‘Greenlight’: How a term for trains has become the go-ahead in any trade

(Illustration: James Yang)
(Illustration: James Yang)

Summary

Hacks, showrunners and bankers all wait for this metaphor.

When actions need approval or authorization, someone is usually waiting for a “green light."

“Fed Gives Green Light to Lowering Interest Rates," blared headlines after a recent speech by Federal Reserve Chair Jerome Powell. Other papers reported that season four of the Apple TV series “Ted Lasso“ is “Close to a Green Light." The latest Covid-19 vaccines have received a “green light" from the Food and Drug Administration.

“Green light" is also part of the colorful metaphorical language exchanged between writers and editors. It is a term that I’ve grown to appreciate over the 11 years that I’ve been writing this column, which ends this week. My weekly routine always began with a topic I proposed to my editors—“a pitch," to use a metaphor borrowed from cricket and baseball. When I got the “green light," it was full steam ahead.

Steam is actually key to understanding the roots of the “green light" metaphor, which began in the days of steam-powered locomotives. In 19th-century Britain, engineers needed a system of signals to regulate train traffic. While red lights were always a signal to stop, the “clear" signal was originally a white light, while green signified “caution." As an 1839 guide explained, “A green light should be placed at each station at the spot where the engine-man should slacken his speed."

It soon became clear, however, that white wasn’t an ideal “go" light. Engineers found that if the glass on a red or green light broke, it would appear white, making accidents more likely. So green took over as the signal to proceed, and yellow or amber was used as a signal to slow down.

With the rise of automobiles in the early 20th century, electric traffic lights with green, yellow and red lenses became a standard feature on roadways around the world. John Dos Passos’s 1925 novel “Manhattan Transfer" describes cars stopped at an intersection on a Long Island road, waiting for the signal to go: “Green light. Motors race, gears screech into first."

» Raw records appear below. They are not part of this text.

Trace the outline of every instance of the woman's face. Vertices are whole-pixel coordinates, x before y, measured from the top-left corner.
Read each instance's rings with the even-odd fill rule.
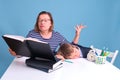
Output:
[[[38,27],[40,31],[49,31],[51,27],[50,17],[47,14],[42,14],[39,16]]]

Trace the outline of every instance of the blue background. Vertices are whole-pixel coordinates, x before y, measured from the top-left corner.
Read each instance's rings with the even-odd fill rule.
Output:
[[[120,51],[120,0],[0,0],[0,36],[26,36],[43,10],[52,13],[54,29],[69,41],[75,35],[74,26],[84,24],[79,44]],[[13,59],[0,37],[0,77]],[[120,68],[120,54],[114,65]]]

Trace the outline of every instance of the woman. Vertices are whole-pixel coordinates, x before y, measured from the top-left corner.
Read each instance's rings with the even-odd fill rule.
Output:
[[[35,27],[29,31],[27,37],[37,38],[41,41],[48,42],[54,55],[59,45],[63,43],[69,43],[59,32],[55,32],[54,21],[50,12],[42,11],[38,14]],[[72,43],[77,44],[79,35],[84,26],[76,26],[76,35]],[[16,56],[16,53],[9,49],[10,53]]]

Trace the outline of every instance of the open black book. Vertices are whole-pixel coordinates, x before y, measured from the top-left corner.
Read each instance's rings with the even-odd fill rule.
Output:
[[[17,55],[30,57],[26,60],[27,66],[51,72],[62,67],[62,60],[54,57],[47,42],[35,38],[24,38],[18,35],[3,35],[7,45]]]

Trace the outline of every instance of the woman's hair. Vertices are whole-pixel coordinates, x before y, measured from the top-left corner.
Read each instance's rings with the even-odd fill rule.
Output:
[[[58,54],[62,55],[65,59],[68,59],[72,52],[74,52],[74,50],[70,43],[64,43],[58,49]]]
[[[47,15],[50,17],[51,26],[50,26],[49,31],[51,32],[51,31],[53,30],[53,28],[54,28],[54,21],[53,21],[53,18],[52,18],[51,13],[50,13],[50,12],[47,12],[47,11],[42,11],[42,12],[40,12],[40,13],[38,14],[37,19],[36,19],[36,23],[35,23],[34,30],[35,30],[36,32],[39,32],[39,31],[40,31],[40,30],[39,30],[39,26],[38,26],[38,20],[39,20],[39,16],[42,15],[42,14],[47,14]]]

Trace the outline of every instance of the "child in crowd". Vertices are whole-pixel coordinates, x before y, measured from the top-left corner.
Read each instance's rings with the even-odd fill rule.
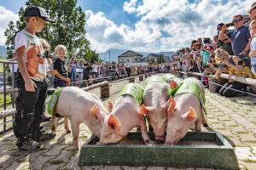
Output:
[[[41,148],[41,142],[55,137],[40,128],[48,83],[46,73],[50,73],[39,38],[45,21],[54,22],[40,7],[26,9],[26,27],[19,31],[15,39],[19,72],[15,77],[19,94],[16,98],[16,114],[14,133],[20,150],[34,151]]]
[[[67,67],[67,72],[68,72],[68,78],[72,78],[72,68],[70,66]]]
[[[55,54],[57,56],[54,63],[54,70],[57,71],[57,74],[54,80],[54,87],[66,87],[70,83],[68,78],[67,66],[64,60],[64,56],[67,53],[67,48],[64,45],[57,45],[55,48]]]
[[[253,35],[251,35],[252,37],[254,36],[251,42],[251,52],[249,54],[249,56],[251,58],[251,65],[252,65],[252,70],[254,75],[256,75],[256,21],[253,20],[250,24],[250,29],[252,30],[251,33]]]

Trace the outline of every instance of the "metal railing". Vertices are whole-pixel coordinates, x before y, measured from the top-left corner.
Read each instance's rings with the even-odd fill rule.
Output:
[[[11,61],[0,61],[0,63],[3,63],[3,79],[6,80],[6,65],[8,64],[11,64],[12,65],[12,71],[14,71],[14,64],[16,64],[16,62],[11,62]],[[125,80],[128,80],[130,82],[131,79],[133,79],[137,76],[150,76],[151,74],[155,74],[155,72],[148,72],[148,73],[145,73],[145,74],[140,74],[140,75],[137,75],[137,76],[129,76],[127,77],[127,76],[125,75],[120,75],[119,76],[104,76],[104,77],[102,77],[102,78],[95,78],[95,79],[89,79],[89,80],[83,80],[83,81],[79,81],[79,82],[71,82],[70,85],[72,84],[75,84],[75,83],[84,83],[84,82],[86,82],[86,83],[84,83],[84,85],[85,86],[82,86],[80,88],[82,88],[83,90],[84,91],[88,91],[88,90],[91,90],[91,89],[94,89],[94,88],[102,88],[102,87],[105,87],[106,85],[108,85],[110,83],[114,83],[114,82],[120,82],[120,81],[125,81]],[[15,88],[15,73],[14,72],[11,72],[11,77],[12,77],[12,88],[11,89],[7,89],[6,88],[6,81],[3,82],[3,90],[0,90],[0,94],[3,94],[3,101],[4,101],[4,105],[3,105],[3,110],[1,110],[0,111],[0,120],[1,119],[3,119],[3,122],[0,123],[0,126],[3,124],[3,131],[0,131],[0,134],[1,133],[3,133],[10,129],[12,129],[13,128],[6,128],[6,124],[9,123],[9,122],[14,122],[14,116],[15,114],[15,93],[18,92],[18,88]],[[108,80],[108,81],[106,81]],[[99,83],[96,83],[96,84],[91,84],[90,86],[88,86],[88,82],[99,82],[100,81],[103,81],[102,82],[99,82]],[[108,88],[109,90],[109,88]],[[8,109],[7,110],[7,103],[6,103],[6,94],[10,94],[11,93],[11,96],[12,96],[12,109]],[[49,99],[45,100],[45,105],[48,104],[49,102]],[[12,116],[12,119],[11,120],[9,120],[7,121],[7,117],[9,116]]]
[[[0,61],[0,65],[3,65],[3,90],[0,91],[0,94],[2,94],[3,96],[3,110],[6,110],[7,109],[7,94],[11,94],[11,99],[12,99],[12,107],[15,108],[15,64],[16,64],[16,62],[14,61]],[[9,65],[12,69],[12,72],[11,72],[11,89],[7,89],[7,65]],[[0,132],[0,133],[3,133],[6,131],[9,131],[10,129],[12,129],[12,128],[7,128],[7,123],[11,122],[14,121],[14,116],[12,117],[12,120],[7,121],[6,120],[6,116],[3,117],[3,122],[1,122],[0,125],[3,126],[3,130],[2,132]]]

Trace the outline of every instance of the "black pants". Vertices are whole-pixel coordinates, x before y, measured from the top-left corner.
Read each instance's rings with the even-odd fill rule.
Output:
[[[126,67],[126,72],[128,74],[128,76],[131,75],[131,68]]]
[[[222,87],[219,90],[219,94],[225,97],[234,97],[236,96],[237,94],[239,94],[239,92],[234,91],[232,89],[227,88],[231,88],[234,89],[237,89],[237,90],[241,90],[242,88],[247,88],[246,84],[242,84],[241,82],[226,82],[224,87]]]
[[[15,117],[14,133],[17,139],[27,135],[36,135],[40,132],[40,123],[44,114],[44,105],[47,95],[46,81],[37,82],[35,92],[25,89],[25,82],[20,73],[16,76],[19,94],[15,101],[16,114]]]

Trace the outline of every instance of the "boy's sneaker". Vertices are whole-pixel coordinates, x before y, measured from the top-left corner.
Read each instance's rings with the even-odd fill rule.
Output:
[[[37,135],[35,135],[35,140],[37,142],[44,142],[44,141],[47,141],[51,139],[54,139],[55,137],[55,133],[44,133],[44,132],[41,132],[40,133],[38,133]]]
[[[32,139],[27,139],[22,143],[17,143],[18,149],[20,151],[37,151],[41,149],[41,143],[38,143]]]
[[[42,116],[42,122],[47,122],[51,119],[51,117],[46,116],[44,114]]]

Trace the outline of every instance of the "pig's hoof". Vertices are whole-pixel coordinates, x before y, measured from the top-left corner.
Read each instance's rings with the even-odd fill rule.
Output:
[[[74,150],[75,151],[78,151],[79,149],[78,146],[75,146],[75,147],[73,148],[73,150]]]

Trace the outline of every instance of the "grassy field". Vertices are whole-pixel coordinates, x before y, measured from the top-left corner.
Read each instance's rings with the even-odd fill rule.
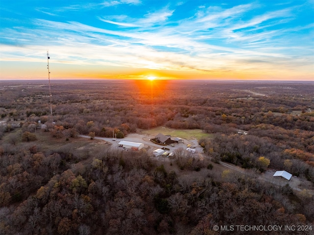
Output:
[[[151,129],[149,131],[143,131],[142,133],[155,136],[161,133],[165,135],[170,134],[172,137],[179,137],[187,140],[200,139],[203,137],[210,137],[211,134],[203,132],[200,129],[176,130],[167,127],[159,127]]]
[[[38,130],[36,133],[37,140],[29,142],[21,141],[21,131],[18,129],[9,133],[6,133],[0,141],[1,144],[12,144],[11,138],[16,139],[15,147],[23,148],[28,149],[32,145],[36,145],[41,152],[50,151],[52,153],[57,152],[58,150],[66,149],[67,151],[77,151],[81,154],[86,153],[91,154],[97,151],[99,147],[105,147],[108,144],[103,140],[98,139],[91,140],[85,138],[69,138],[66,140],[66,137],[60,139],[51,137],[50,133],[44,132],[43,130]]]

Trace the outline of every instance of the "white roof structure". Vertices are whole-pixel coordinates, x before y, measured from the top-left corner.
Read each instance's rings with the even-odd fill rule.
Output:
[[[286,171],[277,171],[274,174],[273,176],[281,176],[289,181],[292,176],[291,174]]]
[[[162,150],[161,149],[157,149],[157,150],[153,151],[153,152],[157,153],[158,154],[161,154],[162,153],[163,153],[163,150]]]
[[[120,141],[119,144],[120,145],[128,145],[129,146],[136,147],[137,148],[139,148],[140,147],[142,147],[142,145],[144,145],[141,143],[135,143],[134,142],[125,141],[124,140]]]

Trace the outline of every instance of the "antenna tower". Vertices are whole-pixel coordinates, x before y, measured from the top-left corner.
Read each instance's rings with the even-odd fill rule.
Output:
[[[51,103],[51,88],[50,87],[50,72],[49,71],[49,53],[48,53],[48,50],[47,50],[47,69],[48,69],[48,80],[49,80],[49,96],[50,96],[50,114],[52,115],[52,107]]]

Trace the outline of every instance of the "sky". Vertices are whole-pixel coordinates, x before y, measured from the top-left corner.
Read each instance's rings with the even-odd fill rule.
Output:
[[[314,80],[314,0],[0,0],[0,78]]]

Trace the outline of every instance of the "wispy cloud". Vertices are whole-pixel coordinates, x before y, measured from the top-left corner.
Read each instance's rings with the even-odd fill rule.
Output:
[[[268,75],[285,70],[293,70],[294,74],[296,68],[300,68],[300,74],[311,72],[311,63],[314,62],[311,42],[313,23],[288,26],[295,19],[295,9],[299,6],[283,5],[281,8],[259,11],[263,6],[255,2],[230,7],[202,3],[203,6],[183,16],[176,7],[183,3],[155,7],[154,10],[148,8],[136,17],[124,12],[102,14],[98,11],[94,17],[99,24],[35,19],[31,27],[1,28],[0,37],[6,45],[1,46],[0,59],[42,61],[43,55],[38,51],[45,52],[49,47],[54,61],[64,64],[204,74],[241,70],[249,74],[263,71]],[[88,5],[92,9],[96,5],[105,8],[143,4],[126,0]],[[59,9],[79,10],[78,5]],[[48,8],[38,7],[36,10],[57,17],[56,9],[51,14]],[[298,35],[293,33],[311,30],[303,38],[308,41],[300,38],[302,43],[297,46],[293,41]]]

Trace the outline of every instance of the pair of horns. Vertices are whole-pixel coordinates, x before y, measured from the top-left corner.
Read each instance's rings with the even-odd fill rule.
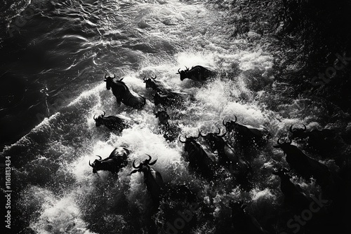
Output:
[[[185,139],[197,139],[199,137],[200,137],[200,134],[201,134],[201,132],[199,130],[197,130],[197,137],[187,137],[187,135],[185,135]],[[187,141],[185,140],[185,142],[182,141],[181,139],[180,139],[181,136],[179,136],[179,141],[182,143],[185,143]]]
[[[206,137],[208,135],[208,133],[205,135],[203,135],[202,134],[201,134],[201,132],[202,132],[202,130],[200,131],[200,135],[202,137]],[[224,136],[225,136],[225,135],[227,134],[227,132],[225,132],[223,133],[223,135],[220,135],[220,128],[218,128],[218,132],[213,132],[213,134],[218,136],[218,137],[223,137]]]
[[[155,80],[157,77],[157,76],[156,76],[156,75],[154,75],[154,77],[151,77],[151,78],[153,79],[153,80]],[[144,81],[146,81],[147,80],[146,78],[146,76],[144,76],[143,80],[144,80]]]
[[[101,158],[101,156],[96,156],[96,157],[99,157],[99,160],[102,160],[102,158]],[[94,167],[91,165],[91,163],[90,163],[90,160],[89,160],[89,166],[94,168]]]
[[[104,116],[105,116],[105,115],[106,114],[106,112],[105,112],[105,111],[102,111],[104,112],[104,113],[103,113],[103,114],[102,114],[102,115],[101,115],[101,116],[102,116],[102,117],[104,117]],[[98,118],[95,118],[95,114],[94,115],[94,117],[93,117],[93,118],[95,121],[96,121],[96,120],[98,119]]]
[[[291,138],[289,138],[289,142],[283,142],[283,143],[282,143],[282,142],[280,142],[280,139],[282,139],[282,138],[279,138],[279,139],[278,139],[278,140],[277,141],[277,143],[279,145],[282,145],[282,144],[291,144],[291,142],[293,142],[293,140],[292,140]]]
[[[306,125],[304,125],[303,123],[302,125],[303,125],[303,129],[302,129],[302,128],[293,128],[293,126],[294,125],[293,124],[291,126],[290,126],[290,129],[289,129],[289,130],[290,130],[290,132],[293,132],[294,131],[296,131],[296,130],[298,130],[298,130],[302,130],[303,131],[305,131],[305,130],[306,130],[306,129],[307,129]]]
[[[235,117],[235,121],[234,121],[234,123],[236,123],[237,122],[237,116],[234,115],[234,117]],[[223,122],[222,122],[223,123],[223,125],[226,125],[227,123],[228,123],[229,122],[226,122],[225,123],[225,119],[223,119]]]
[[[133,161],[133,167],[134,167],[135,169],[141,169],[141,168],[143,168],[143,165],[144,165],[152,166],[152,165],[153,165],[154,164],[156,163],[156,162],[157,161],[157,159],[156,159],[154,161],[150,163],[151,159],[152,158],[150,155],[148,155],[147,153],[145,153],[145,154],[149,156],[149,158],[146,159],[143,163],[141,163],[140,164],[139,164],[139,165],[138,167],[135,166],[135,160]],[[135,171],[135,172],[136,172],[136,171]]]
[[[184,66],[185,67],[185,68],[187,69],[185,71],[189,71],[189,69],[187,67],[187,66]],[[176,73],[176,74],[180,74],[180,69],[178,69],[178,72]]]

Within a few years, a “green light" had the power to grant permission to proceed, on roads and off. A 1930 article on minor-league baseball in the Atlanta Constitution, for instance, announced that night games were “given the green light by the league heads and most of the clubs will go ahead."

The entertainment industry quickly seized on the term as a verb, as in a 1944 wire story announcing that “four pictures have been greenlighted at Warner Bros. Hollywood studios by Jack L. Warner." Turning a noun into a verb can be appealingly snappy, but it can also raise usage quandaries. Should the past-tense form be “greenlighted" or “greenlit?" The latter appeared as early as 1962, when a Hollywood Reporter columnist wrote that “CBS greenlit 39 of George C. Scott’s new segments."

Since then, the popularity of the more efficient “greenlit" has rivaled “greenlighted," following in the footsteps of “lit," which has outpaced “lighted" as the past tense of the verb “light." A usage note from Merriam-Webster observes that “the dominance of ‘greenlit’ is likely to continue to grow," as “most writers and editors have already given it the go-ahead."

I was certainly grateful to secure this go-ahead for my own column ideas over the years, which allowed me to venture forth into some of the more colorful corners of our lexicon.